Billie’s Quickies…and, this is why I generally don’t vote Republican « Daily Dose — August 13, 2009
[...] Even if the charges are mild – indecent exposure charges after being caught urinating in public for example – being labeled a sex-offender can really, really, really limit your chance to live a normal life. The unintended consequences of good intentions. [...]
Brie — August 17, 2009
I showed this post to my fiance because he did, in fact, once spend a few months homeless in Miami, and his response was, "Oh, yeah, I know that bridge... Wait, isn't it just water under there? How do they even get down there? God, they might as well just kill them!"
Jim Miller — August 19, 2009
Illinois Law, the slippery slope revealed! Please review carefully page two (2) of this article. It stipulates that in Greenwood IL there is a law pending or on the books banning convicted sex offenders AND DRUG OFFENDERS from the parks. What next, DUI offenders from ever driving on the public roads, litterers from using the sidewalks, former drug addicts from using public rest rooms, former shop lifters from going in stores?
The link: http://www.courier-journal.com/article/20090818/NEWS02/908180354/Indiana+Supreme+Court+asked+for+clarity+on+local+sex+offender+restrictions
Valigator — August 30, 2009
Based on a one-year in-depth study, a researcher estimates there are about 240,000 illegal immigrant sex offenders in the United States who have had an average of four victims each.

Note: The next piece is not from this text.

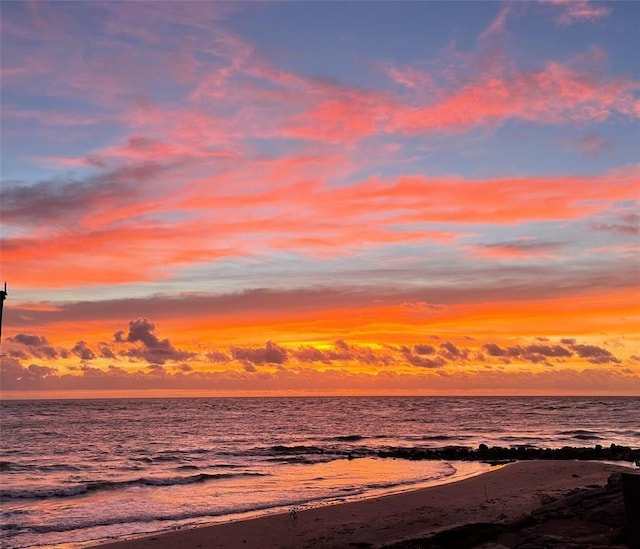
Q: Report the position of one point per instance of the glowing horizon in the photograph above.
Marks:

Deborah Schurman-Kauflin of the Violent Crimes Institute in Atlanta analyzed 1,500 cases from January 1999 through April 2006 that included serial rapes, serial murders, sexual homicides and child molestation committed by illegal immigrants.
She found that while the offenders were located in 36 states, most were in states with the highest numbers of illegal immigrants. California had the most offenders, followed by Texas, Arizona, New Jersey, New York and Florida.